Propping up the bar of the gym the other night, I had a fascinating chat with a guy I used to build with in the 1980s and who, unlike me, continues to plough that furrow today. Pete runs a small building business, mostly doing upmarket renovations and improvements, plus the occasional new build. We talk maybe five times a year so I have a fair idea of what he’s up to and how he is doing.
The issue of timesheets came up. In particular, the habit of certain of his employees of starting a little late and knocking off a little early. Maybe not by much, say ten or fifteen minutes, but enough when you add it all up to make quite a large impression on overall costs. Some are worse than others, as you might expect, but they all tend to do it a little bit. That, and the extended tea break. And the ever so slightly elongated lunch break. Maybe 30 or even 45 minutes during what is meant to be a 7.5 hour day. It’s getting on for 15% of the working day. Pete was of a mind to try and break this habit and was pondering how best to go about it. “Let’s face it,” he said, “in reality, it’s nothing short of theft.”
Pete reckoned it was the mindset of a tradesman who has been on the books with a biggish builder in the past. It’s what they have all learned to do. A sort of 1950s, I’m Alright Jack outlook on life which says that you basically resent selling your labour to another and that you will therefore do as little as possible during the time that you are selling your labour. “It doesn’t happen with the price work subbies,” said Pete. “There is a pecking order. The price work subbies, the genuine tradesmen who are working for themselves, work really hard and mostly pretty well. They stay to see a job through and don’t mess around. Next come the false subbies, the guys who are really working for you full time but maintain their subcontract status; they are somewhere in the middle in terms of effort. And at the bottom of the heap are the employees, the ones who have been taken on the books. They just don’t seem to bother all that much and do the barest minimum.”

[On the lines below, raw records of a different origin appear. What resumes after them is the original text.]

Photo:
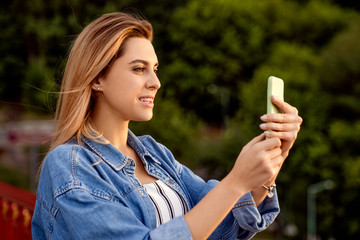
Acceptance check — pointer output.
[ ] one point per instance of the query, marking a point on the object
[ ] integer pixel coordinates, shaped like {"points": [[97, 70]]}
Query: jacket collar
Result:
{"points": [[112, 156]]}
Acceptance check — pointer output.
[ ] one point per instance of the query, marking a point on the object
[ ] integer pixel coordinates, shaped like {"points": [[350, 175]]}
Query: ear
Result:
{"points": [[96, 85]]}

All the time I have been working in construction, the government and, in particular, the Inland Revenue have striven to get building workers on the books. This is in order to enhance their tax take, as people working on the books pay full national insurance as well as income tax. They also make a rather lame health and safety argument saying that building workers are better protected by being on the books, despite there not being a shred of evidence to support this view.
But what has been widely ignored is the psychological effect of taking a self-employed tradesman and turning him into an employee. There is something ever so slightly noble about being your own man and that little spark is gently extinguished when you remove this status. I saw it happen in the late 90s when the Inland Revenue made an attempt to stamp out bogus self-employment as they called it. Whether you like it or not, an employee is placed in a craven position, at the beck and call of another man, and most builders don’t really take to that too kindly. Rather than maturing into responsible adults who shoulder their bit with pride, they regress into truculent school kids looking for a bit of a skive. It’s just the way it is.
By way of illustration, I mentioned to Pete that I had had a guy working for me on our bathroom job in the spring who had driven something like 40 miles to get to work, who arrived at 7.20am and proceeded to sit in his van outside our house until just after 8, before starting work. I couldn’t believe that someone would bother to arrive at work so early in order just to sit in their van. But he would return to the van for docky break around 10, and again around lunch for a good half hour. And at 4, on the dot, he was off, even if he was half way through a minor job. Needless to say, he was on the books, clockwatching rather than concentrating on the job in hand.